US 11,705,106 B2
On-device speech synthesis of textual segments for training of on-device speech recognition model
Françoise Beaufays, Mountain View, CA (US); Johan Schalkwyk, Scarsdale, CA (US); and Khe Chai Sim, Dublin, CA (US)
Assigned to GOOGLE LLC, Mountain View, CA (US)
Filed by Google LLC, Mountain View, CA (US)
Filed on Sep. 20, 2021, as Appl. No. 17/479,285.
Application 17/479,285 is a continuation of application No. 16/959,546, granted, now 11,127,392, previously published as PCT/US2019/054314, filed on Oct. 2, 2019.
Claims priority of provisional application 62/872,140, filed on Jul. 9, 2019.
Prior Publication US 2022/0005458 A1, Jan. 6, 2022
This patent is subject to a terminal disclaimer.
Int. Cl.
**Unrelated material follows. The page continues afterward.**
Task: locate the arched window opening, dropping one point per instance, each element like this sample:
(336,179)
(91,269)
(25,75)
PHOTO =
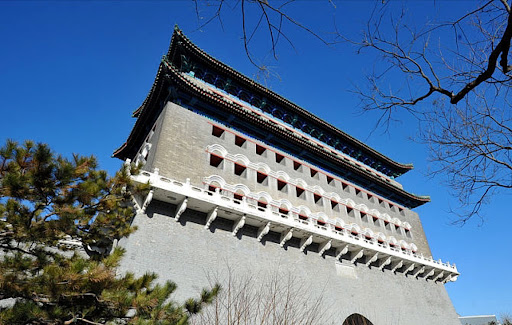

G10L 13/047 (2013.01); G10L 15/06 (2013.01)
CPC G10L 13/047 (2013.01) [G10L 15/063 (2013.01); G10L 2015/0635 (2013.01)] 19 Claims
OG exemplary drawing
 
1. A client device comprising:
at least one microphone;
at least one display;
local storage storing a textual segment, an end-to-end speech recognition model, and a speech synthesis model;
one or more processors executing locally stored instructions to cause one or more of the processors to:
identify the textual segment;
generate synthesized speech audio data that includes synthesized speech of the identified textual segment, wherein in generating the synthesized speech audio data one or more of the processors are to process the textual segment using the speech synthesis model;
process, using the end-to-end speech recognition model, the synthesized speech audio data to generate a predicted textual segment;
generate a gradient based on comparing the predicted textual segment to the textual segment; and
update one or more weights of the end-to-end speech recognition model based on the generated gradient.